At Calcbench we don’t give investment advice; that’s your job. But we like to help people make informed decisions from available data. That’s why the Oct. 1 WSJ article about money-losing IPOs caught our eye.

“Money-losing companies are going public at a record rate as investors hunger for new issues.” Funny, they make it sound like it’s a bad thing…

But seriously, just because a company is making a loss at IPO, does that necessarily predict much? Heck, Amazon.com was making a loss at IPO.

You need to dig deepr to figure out what kind of loss the filer is making, and what it means for the future.

To discuss this, we will revisit a post we wrote when Care.com went public in 2014. And it turned out to be prescient, since the company’s stock languished well below the $17 IPO price for several years.

At the time we called it “Buying revenue at any cost… the new strategy for IPOs?’

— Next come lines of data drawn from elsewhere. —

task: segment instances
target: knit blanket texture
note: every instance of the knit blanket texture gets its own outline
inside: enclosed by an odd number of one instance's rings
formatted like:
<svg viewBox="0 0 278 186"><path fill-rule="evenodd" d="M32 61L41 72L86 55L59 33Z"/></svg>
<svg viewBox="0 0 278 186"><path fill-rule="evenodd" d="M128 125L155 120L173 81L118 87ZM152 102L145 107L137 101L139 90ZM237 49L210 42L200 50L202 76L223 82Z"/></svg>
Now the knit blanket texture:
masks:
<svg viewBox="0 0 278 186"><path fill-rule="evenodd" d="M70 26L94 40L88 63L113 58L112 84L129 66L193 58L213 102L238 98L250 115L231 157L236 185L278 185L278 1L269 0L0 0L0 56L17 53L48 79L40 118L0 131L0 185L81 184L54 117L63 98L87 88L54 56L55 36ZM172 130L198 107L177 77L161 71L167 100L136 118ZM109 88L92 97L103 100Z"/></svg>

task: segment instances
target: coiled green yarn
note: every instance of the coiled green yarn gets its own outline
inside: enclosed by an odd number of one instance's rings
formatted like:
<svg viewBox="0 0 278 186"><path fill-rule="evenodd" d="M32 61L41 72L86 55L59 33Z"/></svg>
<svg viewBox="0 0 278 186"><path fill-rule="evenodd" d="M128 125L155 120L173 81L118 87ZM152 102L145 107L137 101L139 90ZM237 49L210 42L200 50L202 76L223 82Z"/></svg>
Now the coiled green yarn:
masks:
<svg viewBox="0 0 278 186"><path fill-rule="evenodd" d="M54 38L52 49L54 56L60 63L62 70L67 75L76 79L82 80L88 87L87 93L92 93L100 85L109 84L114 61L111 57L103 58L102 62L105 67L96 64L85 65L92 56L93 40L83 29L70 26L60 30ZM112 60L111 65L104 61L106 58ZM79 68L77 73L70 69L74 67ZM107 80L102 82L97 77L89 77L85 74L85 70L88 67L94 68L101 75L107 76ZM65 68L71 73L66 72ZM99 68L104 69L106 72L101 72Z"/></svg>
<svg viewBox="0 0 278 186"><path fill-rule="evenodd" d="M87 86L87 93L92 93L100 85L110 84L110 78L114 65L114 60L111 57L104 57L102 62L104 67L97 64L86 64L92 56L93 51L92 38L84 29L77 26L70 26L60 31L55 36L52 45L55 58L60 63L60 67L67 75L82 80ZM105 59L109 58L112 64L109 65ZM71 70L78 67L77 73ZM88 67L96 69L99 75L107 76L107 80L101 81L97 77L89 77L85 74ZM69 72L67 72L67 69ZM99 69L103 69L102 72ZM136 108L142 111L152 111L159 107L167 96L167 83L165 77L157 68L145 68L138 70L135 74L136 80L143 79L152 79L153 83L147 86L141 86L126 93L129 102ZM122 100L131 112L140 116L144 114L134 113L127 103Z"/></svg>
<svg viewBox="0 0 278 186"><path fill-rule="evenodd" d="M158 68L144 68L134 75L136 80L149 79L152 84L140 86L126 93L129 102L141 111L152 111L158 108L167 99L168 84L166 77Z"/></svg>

The first time I noticed a pattern was when I was looking at Groupon’s prospectus. Then came Splunk, Yelp, and several others in the past couple of years. And just today I saw a new one… Care.com

What pattern am I talking about? Companies that spend their pre-IPO year(s) with blowout revenue growth and equally dramatic growth in their costs and losses.

This is expected from early-stage startups. But early-stage startups don’t IPO; late-stage startups do.

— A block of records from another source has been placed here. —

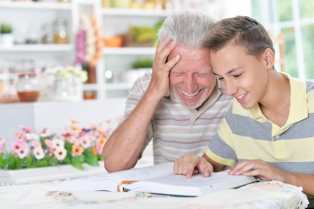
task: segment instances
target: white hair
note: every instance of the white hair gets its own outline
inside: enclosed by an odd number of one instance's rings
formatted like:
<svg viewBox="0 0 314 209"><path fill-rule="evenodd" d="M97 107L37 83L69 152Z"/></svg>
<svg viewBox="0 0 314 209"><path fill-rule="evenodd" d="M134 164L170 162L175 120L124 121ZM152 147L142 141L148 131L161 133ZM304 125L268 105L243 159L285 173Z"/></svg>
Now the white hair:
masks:
<svg viewBox="0 0 314 209"><path fill-rule="evenodd" d="M160 41L169 36L177 45L200 48L212 24L217 19L208 12L186 10L174 12L164 22L158 32Z"/></svg>

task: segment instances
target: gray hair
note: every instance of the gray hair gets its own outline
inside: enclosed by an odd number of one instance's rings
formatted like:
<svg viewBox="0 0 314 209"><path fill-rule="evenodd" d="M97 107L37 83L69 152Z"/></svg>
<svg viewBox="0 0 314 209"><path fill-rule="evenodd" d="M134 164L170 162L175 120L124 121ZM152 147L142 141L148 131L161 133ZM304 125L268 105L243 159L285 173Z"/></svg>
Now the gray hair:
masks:
<svg viewBox="0 0 314 209"><path fill-rule="evenodd" d="M169 36L177 45L190 48L201 47L202 40L208 33L216 18L208 12L187 10L174 12L164 22L158 32L160 41Z"/></svg>

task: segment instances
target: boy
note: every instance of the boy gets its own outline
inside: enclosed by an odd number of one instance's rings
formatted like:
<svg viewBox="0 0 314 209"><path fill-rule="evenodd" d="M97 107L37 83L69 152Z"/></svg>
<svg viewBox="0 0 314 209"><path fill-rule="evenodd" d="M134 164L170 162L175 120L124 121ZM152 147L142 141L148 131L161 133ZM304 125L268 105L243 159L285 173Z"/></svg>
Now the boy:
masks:
<svg viewBox="0 0 314 209"><path fill-rule="evenodd" d="M204 157L180 157L175 173L208 176L228 165L229 174L278 180L314 195L314 82L277 72L267 31L248 17L214 24L203 46L234 98Z"/></svg>

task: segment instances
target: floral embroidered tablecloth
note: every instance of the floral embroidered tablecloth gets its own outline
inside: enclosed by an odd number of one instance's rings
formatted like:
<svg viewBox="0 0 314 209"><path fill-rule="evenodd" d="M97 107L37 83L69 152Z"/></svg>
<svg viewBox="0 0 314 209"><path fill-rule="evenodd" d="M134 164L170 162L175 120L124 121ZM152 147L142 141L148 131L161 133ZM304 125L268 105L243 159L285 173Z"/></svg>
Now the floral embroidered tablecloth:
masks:
<svg viewBox="0 0 314 209"><path fill-rule="evenodd" d="M109 191L55 191L60 181L0 187L0 208L304 208L302 188L272 181L196 197Z"/></svg>

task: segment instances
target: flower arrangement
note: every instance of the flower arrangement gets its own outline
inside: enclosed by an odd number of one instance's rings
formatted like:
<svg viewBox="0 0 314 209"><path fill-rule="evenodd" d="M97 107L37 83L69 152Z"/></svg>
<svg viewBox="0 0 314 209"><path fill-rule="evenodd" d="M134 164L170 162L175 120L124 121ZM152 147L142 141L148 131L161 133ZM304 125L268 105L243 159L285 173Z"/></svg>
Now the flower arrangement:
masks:
<svg viewBox="0 0 314 209"><path fill-rule="evenodd" d="M103 129L104 123L81 128L78 121L71 121L62 137L48 134L46 128L37 134L28 127L20 126L22 132L15 134L16 140L11 151L7 148L8 139L0 137L0 168L13 170L70 164L82 170L84 162L99 165L110 128Z"/></svg>
<svg viewBox="0 0 314 209"><path fill-rule="evenodd" d="M85 71L77 70L72 66L66 67L59 66L54 69L54 75L56 78L78 78L82 82L85 82L88 79L87 72Z"/></svg>

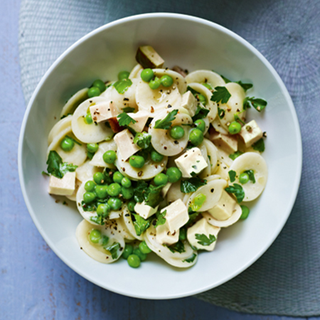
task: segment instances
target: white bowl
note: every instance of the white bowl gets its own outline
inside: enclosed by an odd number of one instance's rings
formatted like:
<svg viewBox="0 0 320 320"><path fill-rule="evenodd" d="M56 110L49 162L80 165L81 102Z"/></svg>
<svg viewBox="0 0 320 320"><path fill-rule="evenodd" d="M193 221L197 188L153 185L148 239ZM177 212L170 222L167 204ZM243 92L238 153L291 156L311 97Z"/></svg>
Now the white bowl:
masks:
<svg viewBox="0 0 320 320"><path fill-rule="evenodd" d="M47 135L65 101L96 78L115 79L135 65L136 49L150 44L166 66L210 69L254 84L250 96L268 101L264 112L249 110L267 131L269 178L247 220L222 230L216 249L178 270L151 257L139 269L120 259L105 265L79 249L74 207L47 193ZM301 176L302 147L297 116L280 77L244 39L206 20L169 13L143 14L109 23L66 50L37 86L25 113L19 142L19 175L25 202L51 249L74 271L114 292L146 299L179 298L214 288L248 268L275 240L294 204Z"/></svg>

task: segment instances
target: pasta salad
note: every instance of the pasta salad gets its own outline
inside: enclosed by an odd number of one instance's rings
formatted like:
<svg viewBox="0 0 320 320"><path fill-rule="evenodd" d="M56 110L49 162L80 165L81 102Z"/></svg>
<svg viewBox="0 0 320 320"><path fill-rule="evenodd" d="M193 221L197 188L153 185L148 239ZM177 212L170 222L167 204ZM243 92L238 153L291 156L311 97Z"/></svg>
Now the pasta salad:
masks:
<svg viewBox="0 0 320 320"><path fill-rule="evenodd" d="M246 110L267 102L246 95L250 83L166 68L151 46L136 60L62 108L48 135L49 194L75 201L76 238L93 259L137 268L154 252L188 268L266 186L266 133Z"/></svg>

Increasingly it seems there is a playbook that investment bankers are selling to hot startups, that reads something like this: If you buy revenue growth at any cost, we can take you public.   

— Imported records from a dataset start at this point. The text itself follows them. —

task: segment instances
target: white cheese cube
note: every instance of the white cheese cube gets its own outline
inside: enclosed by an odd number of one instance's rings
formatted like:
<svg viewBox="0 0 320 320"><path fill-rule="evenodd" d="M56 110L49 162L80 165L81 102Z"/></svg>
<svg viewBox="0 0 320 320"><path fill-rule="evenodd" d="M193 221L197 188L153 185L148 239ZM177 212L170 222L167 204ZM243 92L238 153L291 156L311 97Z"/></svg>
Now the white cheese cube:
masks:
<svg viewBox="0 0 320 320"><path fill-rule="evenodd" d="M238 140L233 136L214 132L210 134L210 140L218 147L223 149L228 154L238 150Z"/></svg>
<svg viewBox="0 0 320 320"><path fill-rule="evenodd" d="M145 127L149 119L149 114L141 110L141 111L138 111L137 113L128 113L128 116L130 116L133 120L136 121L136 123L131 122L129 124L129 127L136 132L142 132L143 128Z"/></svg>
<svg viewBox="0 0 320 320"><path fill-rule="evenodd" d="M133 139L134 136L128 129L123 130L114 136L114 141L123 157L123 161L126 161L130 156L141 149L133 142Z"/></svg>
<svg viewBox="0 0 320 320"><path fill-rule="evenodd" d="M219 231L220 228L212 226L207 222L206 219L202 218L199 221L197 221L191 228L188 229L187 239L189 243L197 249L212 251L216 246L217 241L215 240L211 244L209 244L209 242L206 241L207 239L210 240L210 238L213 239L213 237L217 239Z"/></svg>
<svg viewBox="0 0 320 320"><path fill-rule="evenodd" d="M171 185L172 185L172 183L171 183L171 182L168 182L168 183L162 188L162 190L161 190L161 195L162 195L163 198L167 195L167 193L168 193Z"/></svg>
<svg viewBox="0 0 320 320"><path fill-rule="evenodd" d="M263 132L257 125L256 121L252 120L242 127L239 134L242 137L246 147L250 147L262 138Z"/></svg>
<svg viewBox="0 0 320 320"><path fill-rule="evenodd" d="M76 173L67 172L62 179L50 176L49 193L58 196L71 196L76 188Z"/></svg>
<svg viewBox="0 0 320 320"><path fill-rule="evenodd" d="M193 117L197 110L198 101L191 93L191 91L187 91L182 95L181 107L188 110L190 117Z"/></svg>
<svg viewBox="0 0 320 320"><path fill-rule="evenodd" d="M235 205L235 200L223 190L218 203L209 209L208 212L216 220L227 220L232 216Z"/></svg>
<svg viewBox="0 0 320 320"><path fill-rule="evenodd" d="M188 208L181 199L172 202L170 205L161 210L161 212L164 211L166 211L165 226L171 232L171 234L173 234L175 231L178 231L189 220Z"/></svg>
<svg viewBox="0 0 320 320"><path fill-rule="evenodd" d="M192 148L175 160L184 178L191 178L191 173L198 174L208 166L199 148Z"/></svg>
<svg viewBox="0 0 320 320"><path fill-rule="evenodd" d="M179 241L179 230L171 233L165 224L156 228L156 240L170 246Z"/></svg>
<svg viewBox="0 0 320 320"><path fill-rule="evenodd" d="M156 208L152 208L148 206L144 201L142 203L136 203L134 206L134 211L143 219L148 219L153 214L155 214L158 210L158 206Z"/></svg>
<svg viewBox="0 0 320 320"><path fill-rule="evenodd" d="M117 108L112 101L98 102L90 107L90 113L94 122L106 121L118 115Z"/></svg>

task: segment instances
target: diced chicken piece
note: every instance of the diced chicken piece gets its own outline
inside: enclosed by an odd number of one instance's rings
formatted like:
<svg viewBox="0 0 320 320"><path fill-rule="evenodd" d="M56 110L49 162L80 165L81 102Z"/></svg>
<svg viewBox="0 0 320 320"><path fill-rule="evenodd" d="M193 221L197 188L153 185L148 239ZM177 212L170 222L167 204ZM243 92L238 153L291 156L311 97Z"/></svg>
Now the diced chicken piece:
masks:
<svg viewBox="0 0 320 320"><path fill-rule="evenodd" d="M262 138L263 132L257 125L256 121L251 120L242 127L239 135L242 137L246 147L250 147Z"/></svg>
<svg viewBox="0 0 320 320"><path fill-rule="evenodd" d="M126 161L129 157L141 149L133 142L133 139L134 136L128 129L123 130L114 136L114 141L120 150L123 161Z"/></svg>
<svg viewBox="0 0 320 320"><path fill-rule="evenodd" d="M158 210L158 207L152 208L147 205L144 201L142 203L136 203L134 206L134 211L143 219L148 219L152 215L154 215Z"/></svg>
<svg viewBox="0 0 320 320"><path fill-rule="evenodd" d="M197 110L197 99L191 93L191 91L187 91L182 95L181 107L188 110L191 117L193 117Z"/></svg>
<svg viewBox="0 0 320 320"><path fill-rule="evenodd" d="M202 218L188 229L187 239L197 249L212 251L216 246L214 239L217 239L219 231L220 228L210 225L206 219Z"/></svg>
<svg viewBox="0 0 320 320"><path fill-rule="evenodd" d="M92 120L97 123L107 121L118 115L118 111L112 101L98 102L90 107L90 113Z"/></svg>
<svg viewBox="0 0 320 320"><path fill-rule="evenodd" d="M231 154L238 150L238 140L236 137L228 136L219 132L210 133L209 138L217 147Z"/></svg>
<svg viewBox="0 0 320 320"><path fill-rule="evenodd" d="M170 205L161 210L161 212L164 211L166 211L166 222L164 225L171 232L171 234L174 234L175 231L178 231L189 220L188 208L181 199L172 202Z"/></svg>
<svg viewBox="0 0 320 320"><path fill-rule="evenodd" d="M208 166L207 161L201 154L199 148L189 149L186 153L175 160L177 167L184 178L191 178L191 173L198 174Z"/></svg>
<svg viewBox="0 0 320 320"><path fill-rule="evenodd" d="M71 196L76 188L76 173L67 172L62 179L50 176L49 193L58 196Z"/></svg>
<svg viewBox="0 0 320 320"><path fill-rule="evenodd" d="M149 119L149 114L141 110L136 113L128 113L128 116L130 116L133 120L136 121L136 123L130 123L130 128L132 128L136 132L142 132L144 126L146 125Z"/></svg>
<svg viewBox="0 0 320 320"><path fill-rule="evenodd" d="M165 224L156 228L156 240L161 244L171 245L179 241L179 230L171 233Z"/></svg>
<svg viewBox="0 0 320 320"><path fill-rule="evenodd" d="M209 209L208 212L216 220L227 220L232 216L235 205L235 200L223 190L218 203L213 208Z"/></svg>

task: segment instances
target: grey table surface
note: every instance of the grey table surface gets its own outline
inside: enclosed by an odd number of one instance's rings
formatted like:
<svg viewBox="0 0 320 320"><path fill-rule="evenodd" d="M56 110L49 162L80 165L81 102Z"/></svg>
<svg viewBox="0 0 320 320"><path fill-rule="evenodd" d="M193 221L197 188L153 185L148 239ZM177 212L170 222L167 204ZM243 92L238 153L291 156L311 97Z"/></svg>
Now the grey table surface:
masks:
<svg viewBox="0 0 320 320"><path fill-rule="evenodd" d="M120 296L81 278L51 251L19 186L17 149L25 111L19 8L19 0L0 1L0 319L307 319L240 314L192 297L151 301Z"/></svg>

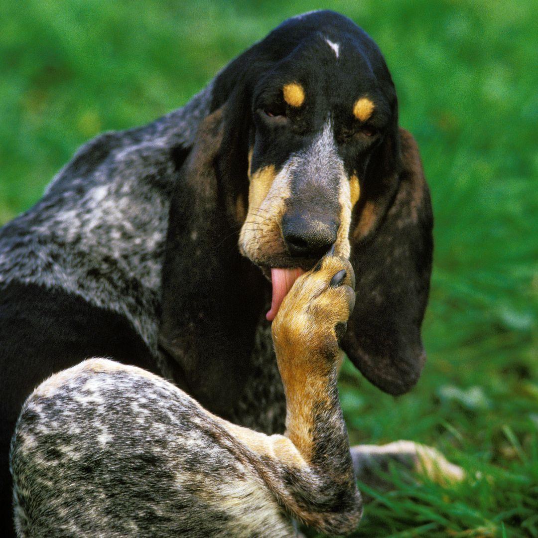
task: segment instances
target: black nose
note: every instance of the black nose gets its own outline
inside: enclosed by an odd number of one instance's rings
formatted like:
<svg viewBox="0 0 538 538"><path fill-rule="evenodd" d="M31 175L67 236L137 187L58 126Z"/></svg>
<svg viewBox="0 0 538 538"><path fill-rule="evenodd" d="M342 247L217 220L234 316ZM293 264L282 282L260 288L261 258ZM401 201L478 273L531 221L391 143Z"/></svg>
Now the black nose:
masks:
<svg viewBox="0 0 538 538"><path fill-rule="evenodd" d="M325 254L336 240L339 224L325 215L287 212L282 218L282 233L292 256L317 257Z"/></svg>

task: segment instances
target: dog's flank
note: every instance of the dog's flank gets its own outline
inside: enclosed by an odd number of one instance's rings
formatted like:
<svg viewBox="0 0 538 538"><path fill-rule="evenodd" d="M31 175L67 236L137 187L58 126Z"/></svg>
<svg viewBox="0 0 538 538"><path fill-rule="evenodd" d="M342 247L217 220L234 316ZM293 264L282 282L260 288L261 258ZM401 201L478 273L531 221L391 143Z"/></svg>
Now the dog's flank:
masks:
<svg viewBox="0 0 538 538"><path fill-rule="evenodd" d="M339 273L348 277L335 283ZM19 535L282 536L294 534L286 513L326 533L353 530L362 505L334 331L352 309L352 275L347 261L324 259L277 315L285 436L236 426L165 380L105 359L41 384L13 441Z"/></svg>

Anyone who has worked in corporate finance can tell you there is revenue and there is revenue. Some is good and some is bad. Revenue that loses the company money is bad…unless you need it to make your company look like it is growing.

Here is the game in a nutshell. If your company loses money, it’s impossible to value based on profit, right? So, investors turn to revenue growth instead. But far too few investors seem to realize that revenue growth can kinda sorta be whatever the company wants. Want more revenue? Steal the market by charging less than all of the competitors. Buy more advertising. Sell deals that cost more than they bring in. Whatever it takes. Who cares what it costs. Because investors aren’t looking at the costs.

But what should you look for to know you are not getting a raw deal?

Simple. Ignore the revenue growth. Everyone’s got that. Focus on the incremental margin:

Good companies are characterized by increasing operating leverage, also known as incremental margin.  Over time, for each dollar in revenue growth, a larger portion of that dollar should fall straight to the bottom line. If this doesn’t happen, then there could be something wrong with the business model.

Let’s look at Care.com: Each $1 of revenue cost $1.47 dollars in 2011. In 2012? $1.43. How about the first 9 months of 2013? $1.42. COME ON! After revenue rose 125 percent, you couldn’t increase the incremental margin at all?

In other words, if this company keeps on the same track, it will never turn a profit. Business model changes will have to happen… and why is a company filing for an IPO if it doesn’t have its business model figured out?

Now for contrast, let’s take a look at Amazon.

Each $1 of revenue cost $1.59 dollars in 1995. In 1996? $1.38. And in the final quarter on 1996? $1.28. Clearly, if Amazon kept going in a straight line, it would turn a profit. And, eventually, it did.